Privacy Policy
Last updated: April 30, 2026
1. Information We Collect
Account Information: When you register, we collect your email address and a password (stored as a hash). We do not require your real name, phone number, or physical address.
Usage Data: When you use the Service, we collect:
- The text you submit for risk analysis (listing titles, descriptions, tags)
- Analysis results and risk scores generated by the Service
- Timestamps and usage counts for rate limiting
- Your subscription status and plan type
Technical Data: We automatically collect:
- Browser type and version
- IP address (processed in real-time, not permanently stored)
- Pages visited and interaction patterns
2. How We Use Your Information
- To provide and improve the Service
- To create and manage your account
- To process subscriptions and payments
- To send service-related notifications (e.g., subscription renewal)

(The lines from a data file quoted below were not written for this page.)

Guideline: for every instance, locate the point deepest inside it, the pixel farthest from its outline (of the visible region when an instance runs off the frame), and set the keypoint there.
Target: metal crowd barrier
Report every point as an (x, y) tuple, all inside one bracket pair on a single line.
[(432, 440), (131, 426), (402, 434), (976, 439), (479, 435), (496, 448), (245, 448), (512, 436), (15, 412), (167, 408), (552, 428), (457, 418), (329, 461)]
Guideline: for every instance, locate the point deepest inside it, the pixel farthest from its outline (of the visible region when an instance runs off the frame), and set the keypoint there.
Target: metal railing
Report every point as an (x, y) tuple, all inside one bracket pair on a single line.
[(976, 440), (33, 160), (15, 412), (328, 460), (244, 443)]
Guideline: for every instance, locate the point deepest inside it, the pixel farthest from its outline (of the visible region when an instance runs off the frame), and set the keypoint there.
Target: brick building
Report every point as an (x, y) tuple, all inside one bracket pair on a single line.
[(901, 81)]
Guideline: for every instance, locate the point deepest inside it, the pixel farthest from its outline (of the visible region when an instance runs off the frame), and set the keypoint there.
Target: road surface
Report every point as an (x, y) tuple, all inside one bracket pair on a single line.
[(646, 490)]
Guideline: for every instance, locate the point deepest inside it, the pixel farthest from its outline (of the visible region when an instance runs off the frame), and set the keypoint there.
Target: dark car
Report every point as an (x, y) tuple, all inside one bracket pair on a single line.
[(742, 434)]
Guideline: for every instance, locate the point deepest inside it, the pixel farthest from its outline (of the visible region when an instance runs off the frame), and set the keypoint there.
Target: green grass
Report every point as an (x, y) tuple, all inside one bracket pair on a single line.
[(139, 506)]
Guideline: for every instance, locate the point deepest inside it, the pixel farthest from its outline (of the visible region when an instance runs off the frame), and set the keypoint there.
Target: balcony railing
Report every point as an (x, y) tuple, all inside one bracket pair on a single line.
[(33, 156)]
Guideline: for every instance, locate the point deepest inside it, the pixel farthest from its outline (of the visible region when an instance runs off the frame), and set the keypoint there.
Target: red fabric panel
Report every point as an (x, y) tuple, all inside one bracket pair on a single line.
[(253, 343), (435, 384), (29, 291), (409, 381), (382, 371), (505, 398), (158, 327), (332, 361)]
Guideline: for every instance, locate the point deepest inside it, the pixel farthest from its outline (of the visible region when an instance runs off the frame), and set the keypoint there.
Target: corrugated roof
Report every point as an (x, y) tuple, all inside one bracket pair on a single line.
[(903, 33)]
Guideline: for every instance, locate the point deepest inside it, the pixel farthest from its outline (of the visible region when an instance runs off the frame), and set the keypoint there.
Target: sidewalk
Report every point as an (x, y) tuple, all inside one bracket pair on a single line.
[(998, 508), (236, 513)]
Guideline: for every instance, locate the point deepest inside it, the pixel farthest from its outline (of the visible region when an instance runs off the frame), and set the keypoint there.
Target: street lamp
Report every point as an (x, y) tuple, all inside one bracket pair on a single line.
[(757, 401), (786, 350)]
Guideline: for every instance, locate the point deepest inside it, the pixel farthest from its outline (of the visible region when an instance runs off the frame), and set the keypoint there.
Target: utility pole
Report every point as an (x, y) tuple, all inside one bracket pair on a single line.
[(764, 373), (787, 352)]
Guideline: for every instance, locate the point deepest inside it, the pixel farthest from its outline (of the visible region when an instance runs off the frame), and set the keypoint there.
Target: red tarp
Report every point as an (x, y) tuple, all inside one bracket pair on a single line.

- To improve the accuracy of our risk analysis engine
- To prevent abuse and enforce rate limits
3. How We Do NOT Use Your Information
We will never:
- Sell your personal data to third parties
- Share your listing text with competitors or brand enforcement agencies
- Use your data to train models for brand monitoring services
- Send marketing emails without your consent
4. Data Storage
Your data is stored with the following service providers:
- Supabase (database and authentication) — hosted in the United States
- Vercel (application hosting) — global edge network
- Payment processor (subscription billing) — transaction data handled by the payment provider
All data is transmitted over HTTPS (TLS 1.2+) encryption.
5. Data Retention
- Check history: Retained for 30 days, then automatically deleted
- Account data: Retained while your account is active. Deleted within 30 days of account deletion request
- Subscription records: Retained as required by financial regulations
- Usage analytics: Aggregated and anonymized after 90 days
6. Your Rights
You have the right to:
- Access: Request a copy of the personal data we hold about you
- Correction: Request correction of inaccurate personal data
- Deletion: Request deletion of your personal data and account
- Portability: Request your data in a machine-readable format
- Objection: Object to the processing of your data for specific purposes
To exercise any of these rights, contact us at the email below. We will respond within 30 days.
7. GDPR Compliance (EU Users)
If you are a resident of the European Economic Area (EEA), you have additional rights under the General Data Protection Regulation (GDPR), including:
- The right to lodge a complaint with your local data protection authority
- The right to restrict processing of your data
- The right to data portability
Our legal basis for processing your data includes: contract performance (providing the Service), legitimate interests (improving the Service and preventing abuse), and consent (where explicitly obtained).
8. Cookies
We use minimal cookies for:
- Session management (authentication)
- Rate limiting (daily free usage count)
We do not use tracking cookies, advertising cookies, or third-party analytics cookies.
9. Third-Party Services
The following third-party services may process your data when you use our Service:
- Supabase — Authentication and database services. Their privacy policy: supabase.com/privacy
- Vercel — Application hosting. Their privacy policy: vercel.com/legal/privacy-policy
- Payment provider — Handles all payment data. We do not store your credit card information
We are not responsible for the privacy practices of these third-party services.
10. Data Security
We implement reasonable technical and organizational measures to protect your data, including:
- HTTPS encryption for all data in transit
- Row-level security policies on all database tables
- Service role keys stored as environment variables, never in client-side code
- Regular access audits
No method of transmission over the Internet is 100% secure. We cannot guarantee absolute security.
11. Children's Privacy
The Service is not intended for use by persons under the age of 18. We do not knowingly collect personal information from children.
12. Changes to This Policy
We may update this Privacy Policy from time to time. We will notify you of material changes by posting the updated policy on this page with a revised date. We encourage you to review this policy periodically.
13. Contact
For privacy-related inquiries or to exercise your data rights:
Email: liyleon78@gmail.com
We will respond to all legitimate requests within 30 days.